Frequently used terms in network biology.

Term Definition
Epigenetic Epigenetic studies genetic effects not encoded in the DNA sequence of an organism.
Gene ontology (GO) Gene ontology is a major bioinformatics initiative to unify the representation of gene and gene product attributes across all species.
Genome wide association study (GWAS) A genome wide association study is an examination of the entire genome that is useful to identify genetic variants (SNPs) associated with a trait of interest.
Module Module is defined as a group of physically or functionally linked molecules that work together to achieve a relatively distinct function. Modules are also called groups, clusters or communities. Examples of modules are co-regulation, co-expression, membership of a protein complex, of a metabolic or signaling pathway.
Network analysis Network analysis is a method to systematically analyze a group of interconnected components. Nodes and edges are the basic components of a network. Nodes represent units in the network and edges represent the interactions between the units. Hubs are nodes with high connectivity.
Network medicine Network medicine is an emerging field of network biology that applies the principles that govern cellular and molecular networks in the context of health and disease.
-omes -omes are large scale networks. Interactome refers to the entire set of interactions in a particular cell. These interactions could represent, for example, protein-protein interactions (PPI) or interactions between messenger RNA molecules, also known as the transcriptome.

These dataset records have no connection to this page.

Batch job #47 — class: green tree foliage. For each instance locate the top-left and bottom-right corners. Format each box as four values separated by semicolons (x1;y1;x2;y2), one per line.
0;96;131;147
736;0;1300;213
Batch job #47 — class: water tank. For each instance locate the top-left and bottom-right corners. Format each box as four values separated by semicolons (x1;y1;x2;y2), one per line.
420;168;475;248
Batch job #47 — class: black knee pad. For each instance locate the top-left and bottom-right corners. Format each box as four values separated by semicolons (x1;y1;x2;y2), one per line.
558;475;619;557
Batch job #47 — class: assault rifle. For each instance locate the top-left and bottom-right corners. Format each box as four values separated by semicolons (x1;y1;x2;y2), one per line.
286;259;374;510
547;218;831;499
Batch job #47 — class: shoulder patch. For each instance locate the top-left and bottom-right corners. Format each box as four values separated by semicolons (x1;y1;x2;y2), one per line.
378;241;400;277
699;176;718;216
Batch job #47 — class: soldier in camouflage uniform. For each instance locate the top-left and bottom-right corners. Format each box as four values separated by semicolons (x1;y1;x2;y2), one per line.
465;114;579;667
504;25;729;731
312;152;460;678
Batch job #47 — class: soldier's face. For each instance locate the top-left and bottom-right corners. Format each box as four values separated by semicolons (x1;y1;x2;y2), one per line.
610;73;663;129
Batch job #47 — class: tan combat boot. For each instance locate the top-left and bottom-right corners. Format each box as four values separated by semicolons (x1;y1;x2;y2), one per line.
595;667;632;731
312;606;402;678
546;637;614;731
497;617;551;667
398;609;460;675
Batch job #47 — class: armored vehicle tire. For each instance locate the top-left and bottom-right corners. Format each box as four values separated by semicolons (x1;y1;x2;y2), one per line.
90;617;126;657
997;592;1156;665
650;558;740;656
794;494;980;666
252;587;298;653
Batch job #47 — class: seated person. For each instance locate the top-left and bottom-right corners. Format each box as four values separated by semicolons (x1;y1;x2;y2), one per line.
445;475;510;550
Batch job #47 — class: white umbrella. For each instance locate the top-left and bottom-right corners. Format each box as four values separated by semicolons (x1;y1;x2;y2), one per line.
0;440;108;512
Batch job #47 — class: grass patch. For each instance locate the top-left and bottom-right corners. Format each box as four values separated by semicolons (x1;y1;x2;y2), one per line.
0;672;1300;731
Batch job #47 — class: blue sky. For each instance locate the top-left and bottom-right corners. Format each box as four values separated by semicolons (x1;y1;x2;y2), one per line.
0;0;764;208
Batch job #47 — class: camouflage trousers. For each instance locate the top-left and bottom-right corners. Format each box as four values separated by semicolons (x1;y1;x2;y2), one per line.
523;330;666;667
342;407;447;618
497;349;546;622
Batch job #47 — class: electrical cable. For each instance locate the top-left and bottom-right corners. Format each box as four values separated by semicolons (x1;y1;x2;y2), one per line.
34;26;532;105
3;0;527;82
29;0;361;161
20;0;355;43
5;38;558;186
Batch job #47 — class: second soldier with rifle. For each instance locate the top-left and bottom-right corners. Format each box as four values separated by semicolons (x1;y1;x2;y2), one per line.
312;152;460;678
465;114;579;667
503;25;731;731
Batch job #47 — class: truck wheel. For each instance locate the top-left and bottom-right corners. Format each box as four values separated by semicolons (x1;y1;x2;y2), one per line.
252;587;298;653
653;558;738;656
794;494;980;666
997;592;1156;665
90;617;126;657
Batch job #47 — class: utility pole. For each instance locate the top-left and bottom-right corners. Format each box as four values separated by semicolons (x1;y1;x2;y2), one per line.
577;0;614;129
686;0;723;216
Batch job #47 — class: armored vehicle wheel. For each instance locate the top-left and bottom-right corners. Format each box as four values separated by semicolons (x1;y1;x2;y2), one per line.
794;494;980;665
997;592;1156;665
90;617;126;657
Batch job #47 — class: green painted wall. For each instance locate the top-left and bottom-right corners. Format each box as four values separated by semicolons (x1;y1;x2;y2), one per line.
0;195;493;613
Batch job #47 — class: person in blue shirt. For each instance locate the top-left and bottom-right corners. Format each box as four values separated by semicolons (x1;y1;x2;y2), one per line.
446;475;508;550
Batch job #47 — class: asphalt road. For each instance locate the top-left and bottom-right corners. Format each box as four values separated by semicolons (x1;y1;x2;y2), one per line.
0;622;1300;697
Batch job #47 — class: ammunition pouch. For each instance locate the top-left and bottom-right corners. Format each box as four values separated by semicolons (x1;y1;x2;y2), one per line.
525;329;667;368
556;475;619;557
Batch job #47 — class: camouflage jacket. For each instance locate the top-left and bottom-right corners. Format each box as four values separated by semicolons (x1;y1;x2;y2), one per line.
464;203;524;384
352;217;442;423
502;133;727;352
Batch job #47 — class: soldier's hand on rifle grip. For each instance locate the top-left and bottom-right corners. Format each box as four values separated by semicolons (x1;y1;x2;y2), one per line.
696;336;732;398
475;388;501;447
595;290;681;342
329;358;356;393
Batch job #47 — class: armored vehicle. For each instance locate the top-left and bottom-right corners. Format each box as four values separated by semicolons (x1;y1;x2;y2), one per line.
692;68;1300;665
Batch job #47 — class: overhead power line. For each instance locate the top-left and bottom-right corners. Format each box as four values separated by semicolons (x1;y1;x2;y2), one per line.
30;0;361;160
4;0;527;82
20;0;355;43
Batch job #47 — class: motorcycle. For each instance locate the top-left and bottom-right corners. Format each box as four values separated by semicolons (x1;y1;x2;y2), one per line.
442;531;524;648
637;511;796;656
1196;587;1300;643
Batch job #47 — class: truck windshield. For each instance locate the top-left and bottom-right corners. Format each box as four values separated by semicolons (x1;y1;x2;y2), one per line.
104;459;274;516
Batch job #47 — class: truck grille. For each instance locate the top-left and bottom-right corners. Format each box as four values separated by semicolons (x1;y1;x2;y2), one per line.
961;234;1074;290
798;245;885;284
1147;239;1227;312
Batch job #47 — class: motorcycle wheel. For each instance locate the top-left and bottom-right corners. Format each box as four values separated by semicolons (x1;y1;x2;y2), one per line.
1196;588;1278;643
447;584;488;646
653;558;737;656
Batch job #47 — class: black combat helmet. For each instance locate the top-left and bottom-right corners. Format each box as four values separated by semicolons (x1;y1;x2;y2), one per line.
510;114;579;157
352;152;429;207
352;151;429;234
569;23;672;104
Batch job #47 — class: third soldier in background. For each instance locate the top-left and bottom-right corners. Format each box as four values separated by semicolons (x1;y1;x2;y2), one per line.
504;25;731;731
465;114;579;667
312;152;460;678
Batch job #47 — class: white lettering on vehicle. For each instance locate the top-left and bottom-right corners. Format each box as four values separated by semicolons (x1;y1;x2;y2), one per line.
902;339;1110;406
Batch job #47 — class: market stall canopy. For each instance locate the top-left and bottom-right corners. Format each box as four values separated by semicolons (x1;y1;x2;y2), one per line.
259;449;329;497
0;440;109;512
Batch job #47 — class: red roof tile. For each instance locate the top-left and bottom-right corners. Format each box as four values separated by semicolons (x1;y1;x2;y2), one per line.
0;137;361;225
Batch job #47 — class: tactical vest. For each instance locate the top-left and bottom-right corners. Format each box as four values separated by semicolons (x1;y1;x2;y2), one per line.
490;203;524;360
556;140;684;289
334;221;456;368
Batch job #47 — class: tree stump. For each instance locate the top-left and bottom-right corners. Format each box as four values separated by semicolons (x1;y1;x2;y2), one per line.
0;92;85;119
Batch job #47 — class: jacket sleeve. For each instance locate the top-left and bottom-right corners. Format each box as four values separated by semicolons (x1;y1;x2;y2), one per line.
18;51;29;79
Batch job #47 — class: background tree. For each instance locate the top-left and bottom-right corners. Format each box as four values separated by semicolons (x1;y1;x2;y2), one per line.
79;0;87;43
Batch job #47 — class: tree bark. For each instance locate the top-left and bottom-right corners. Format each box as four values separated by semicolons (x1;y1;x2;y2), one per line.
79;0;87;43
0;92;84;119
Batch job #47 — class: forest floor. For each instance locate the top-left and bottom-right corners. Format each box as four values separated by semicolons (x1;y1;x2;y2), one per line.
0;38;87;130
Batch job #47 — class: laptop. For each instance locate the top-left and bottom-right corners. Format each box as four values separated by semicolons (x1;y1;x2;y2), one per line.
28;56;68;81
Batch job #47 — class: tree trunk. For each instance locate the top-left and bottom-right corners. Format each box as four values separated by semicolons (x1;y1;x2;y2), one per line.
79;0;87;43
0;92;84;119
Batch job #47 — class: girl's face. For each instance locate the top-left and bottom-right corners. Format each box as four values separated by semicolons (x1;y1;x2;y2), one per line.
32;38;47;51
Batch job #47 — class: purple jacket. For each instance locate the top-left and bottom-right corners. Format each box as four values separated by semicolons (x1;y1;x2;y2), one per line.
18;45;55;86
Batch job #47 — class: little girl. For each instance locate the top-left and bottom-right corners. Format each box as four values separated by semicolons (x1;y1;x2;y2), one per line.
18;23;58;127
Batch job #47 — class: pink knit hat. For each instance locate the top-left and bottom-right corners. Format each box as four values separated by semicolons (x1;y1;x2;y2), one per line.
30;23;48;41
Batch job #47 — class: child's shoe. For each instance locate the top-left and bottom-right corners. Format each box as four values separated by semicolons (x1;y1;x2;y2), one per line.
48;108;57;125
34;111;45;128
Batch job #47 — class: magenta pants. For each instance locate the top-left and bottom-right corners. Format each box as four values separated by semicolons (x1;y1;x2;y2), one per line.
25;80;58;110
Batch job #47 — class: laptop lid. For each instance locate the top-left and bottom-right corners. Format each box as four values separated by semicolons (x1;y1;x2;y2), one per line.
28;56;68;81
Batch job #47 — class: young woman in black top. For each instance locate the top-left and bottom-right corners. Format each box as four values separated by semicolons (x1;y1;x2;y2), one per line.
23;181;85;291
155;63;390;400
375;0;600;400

Single nucleotide polymorphism (SNP) A single nucleotide polymorphism is a variation in a single nucleotide that occurs at a specific position in the genome. They are the most common type of genetic variation among people.
Weighted gene co-expression network analysis (WGCNA) Weighted gene co-expression network analysis, also known as weighted correlation network analysis (WCNA), represents a systems biologic method for analyzing microarray data, gene information data, and microarray sample traits (e.g., case control status or clinical outcomes). WGCNA facilitates a network-based gene screening method that can be used to identify candidate biomarkers or therapeutic targets.